Review: The Pynnacles

Veteran Portland rockers band together to form a low-key supergroup with a super new album. March 30 at Tonic Lounge.

By John Chandler March 25, 2013


Honest, we need more bands like the Pynnacles, for the simple reason that they never, ever forget to kick a song as hard as it can be kicked. Screw the introspection, let's twist and shout our blues away!

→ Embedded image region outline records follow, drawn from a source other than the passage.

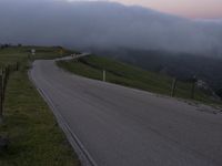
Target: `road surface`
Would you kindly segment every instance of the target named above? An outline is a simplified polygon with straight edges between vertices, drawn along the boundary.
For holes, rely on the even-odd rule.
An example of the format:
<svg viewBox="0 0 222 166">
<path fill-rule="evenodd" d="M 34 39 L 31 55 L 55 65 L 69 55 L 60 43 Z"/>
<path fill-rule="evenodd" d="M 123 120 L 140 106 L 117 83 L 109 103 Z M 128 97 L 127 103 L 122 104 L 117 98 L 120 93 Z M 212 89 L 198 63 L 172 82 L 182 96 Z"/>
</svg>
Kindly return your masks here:
<svg viewBox="0 0 222 166">
<path fill-rule="evenodd" d="M 29 74 L 83 165 L 222 166 L 218 110 L 77 76 L 52 60 Z"/>
</svg>

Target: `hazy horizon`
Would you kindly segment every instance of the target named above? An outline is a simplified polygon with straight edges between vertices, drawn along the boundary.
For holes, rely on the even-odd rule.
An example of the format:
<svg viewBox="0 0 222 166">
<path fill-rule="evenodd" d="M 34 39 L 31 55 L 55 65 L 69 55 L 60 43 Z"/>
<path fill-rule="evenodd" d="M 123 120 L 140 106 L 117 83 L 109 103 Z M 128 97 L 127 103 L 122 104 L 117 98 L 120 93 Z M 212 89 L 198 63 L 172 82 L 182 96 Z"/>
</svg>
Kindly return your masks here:
<svg viewBox="0 0 222 166">
<path fill-rule="evenodd" d="M 0 20 L 0 43 L 222 56 L 222 21 L 190 20 L 117 2 L 1 0 Z"/>
<path fill-rule="evenodd" d="M 77 0 L 63 0 L 77 1 Z M 83 0 L 79 0 L 83 1 Z M 94 0 L 105 1 L 105 0 Z M 222 18 L 222 1 L 219 0 L 107 0 L 128 6 L 141 6 L 191 19 L 220 19 Z"/>
</svg>

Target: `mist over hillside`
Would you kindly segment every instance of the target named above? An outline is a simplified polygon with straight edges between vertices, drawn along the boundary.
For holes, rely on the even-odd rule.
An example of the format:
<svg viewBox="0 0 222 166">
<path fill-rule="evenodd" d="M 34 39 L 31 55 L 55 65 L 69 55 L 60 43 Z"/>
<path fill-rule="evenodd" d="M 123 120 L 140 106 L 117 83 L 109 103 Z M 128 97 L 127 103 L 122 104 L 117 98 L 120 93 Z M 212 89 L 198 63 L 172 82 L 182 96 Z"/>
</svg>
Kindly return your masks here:
<svg viewBox="0 0 222 166">
<path fill-rule="evenodd" d="M 191 21 L 141 7 L 104 1 L 1 0 L 0 20 L 0 43 L 222 56 L 222 23 Z"/>
</svg>

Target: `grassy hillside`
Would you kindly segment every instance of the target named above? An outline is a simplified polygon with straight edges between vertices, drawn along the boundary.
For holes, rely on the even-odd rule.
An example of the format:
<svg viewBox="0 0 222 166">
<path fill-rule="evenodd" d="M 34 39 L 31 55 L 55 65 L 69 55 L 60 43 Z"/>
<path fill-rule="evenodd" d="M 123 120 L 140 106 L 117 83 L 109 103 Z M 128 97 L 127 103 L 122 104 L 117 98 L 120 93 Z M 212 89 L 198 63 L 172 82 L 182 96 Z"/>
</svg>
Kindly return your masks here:
<svg viewBox="0 0 222 166">
<path fill-rule="evenodd" d="M 70 51 L 60 48 L 21 46 L 0 49 L 0 66 L 20 62 L 20 70 L 11 74 L 4 102 L 4 121 L 0 136 L 10 141 L 6 151 L 0 151 L 1 166 L 79 166 L 64 134 L 46 102 L 28 79 L 30 50 L 34 59 L 52 59 Z"/>
<path fill-rule="evenodd" d="M 108 82 L 171 95 L 173 77 L 149 72 L 111 59 L 90 55 L 81 58 L 79 61 L 60 61 L 58 65 L 75 74 L 95 80 L 102 80 L 102 70 L 104 69 Z M 191 86 L 191 83 L 179 81 L 175 96 L 190 98 Z M 201 90 L 195 90 L 195 100 L 204 103 L 215 102 Z"/>
</svg>

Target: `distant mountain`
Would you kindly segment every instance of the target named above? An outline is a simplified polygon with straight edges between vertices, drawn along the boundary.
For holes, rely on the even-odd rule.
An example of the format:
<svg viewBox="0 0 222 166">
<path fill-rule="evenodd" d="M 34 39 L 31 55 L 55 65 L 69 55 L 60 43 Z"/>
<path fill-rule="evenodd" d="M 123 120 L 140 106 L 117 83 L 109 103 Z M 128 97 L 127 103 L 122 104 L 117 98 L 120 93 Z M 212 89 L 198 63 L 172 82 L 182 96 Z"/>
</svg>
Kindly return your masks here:
<svg viewBox="0 0 222 166">
<path fill-rule="evenodd" d="M 222 25 L 107 1 L 1 0 L 0 43 L 222 56 Z"/>
</svg>

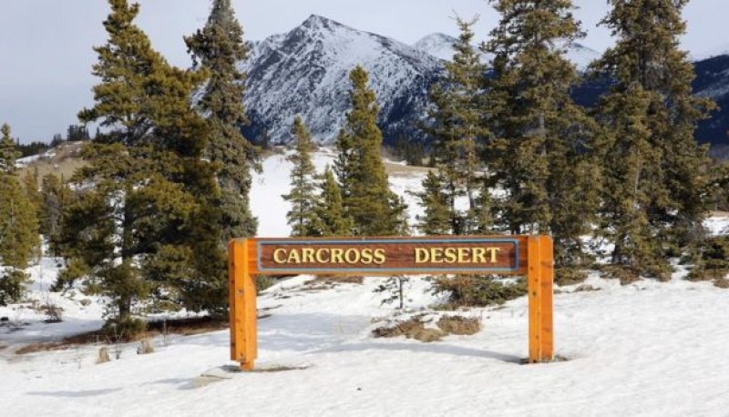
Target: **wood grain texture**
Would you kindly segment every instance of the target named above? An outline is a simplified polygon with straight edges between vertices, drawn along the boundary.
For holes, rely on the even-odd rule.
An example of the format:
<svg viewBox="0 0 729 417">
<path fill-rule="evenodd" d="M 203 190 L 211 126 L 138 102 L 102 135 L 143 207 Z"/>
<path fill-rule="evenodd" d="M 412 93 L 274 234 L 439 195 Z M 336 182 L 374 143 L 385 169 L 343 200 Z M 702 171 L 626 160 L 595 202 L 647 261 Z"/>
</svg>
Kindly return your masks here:
<svg viewBox="0 0 729 417">
<path fill-rule="evenodd" d="M 253 273 L 526 272 L 526 239 L 510 236 L 251 239 Z"/>
</svg>

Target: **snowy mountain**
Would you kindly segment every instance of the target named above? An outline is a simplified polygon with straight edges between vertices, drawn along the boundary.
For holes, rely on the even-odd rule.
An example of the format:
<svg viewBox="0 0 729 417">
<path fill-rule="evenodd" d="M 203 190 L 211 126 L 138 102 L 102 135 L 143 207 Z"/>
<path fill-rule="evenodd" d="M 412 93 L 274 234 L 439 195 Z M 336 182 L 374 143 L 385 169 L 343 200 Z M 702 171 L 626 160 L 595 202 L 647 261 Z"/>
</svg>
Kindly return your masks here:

Comprised of seasoned local veterans Sean Croghan (Crackerbash, Junior High), keyboardist Tamar Berk (Paradise), guitarists Scott Fox, Dave Busaker and bassist John Cox (all Satan's Pilgrims), and drummer Thom Sullivan (Kleveland, Strange Effects), the Pynnacles play in a proudly retro style best-described as garage-psych, that's awash in fuzzy, reverbed guitar, agile funhouse organ flourishes, and tough-guy drumming. But there's nothing derivative or primitive about the band's approach; all six members have sufficient chops to play it with equal parts ferocity and finesse. Whether it's a straight-up shaker like "She Got Me Hipnotized'" or an eerie sad trip like "Spiral Stairs," the songs on the Pynnacles self-titled debut are marvelously varied and savagely executed, with subtle, knowing nods to soul, surf, punk, and such hallowed Northwest rock forebears as the Sonics, Paul Revere & the Raiders, and the Miracle Workers.  

Croghan's lusty vocals are a leather-glove fit with the gritty romanticism of the material, as he can sound nervous and uncertain one moment and erupt like Vesuvius the next. His adolescence may be a long ways in the rearview mirror, but Croghan is a singer who can summon a sense of hysterical frustration as easily as any horny, misunderstood teen. His blood-curdling scream on "Walk," for example, will definitely blow your hair back. And Berk's elegant organ and piano on songs like "No I Don't" and "Into the Stratosphere" adds a veneer of polished sophistication that stands in cool contrast to the beehive of buzzing guitars.

The Pynnacles                   @ Tonic Lounge         March 30 at 9 pm

This is a dynamite debut album, and worth a place of honor in your Portland rock rotation. But I strongly advise you not to miss the Pynnacles in concert, as all of these amazing attributes emerge tenfold onstage. Plus, you get to see Thom Sullivan doing some serious work on the drums.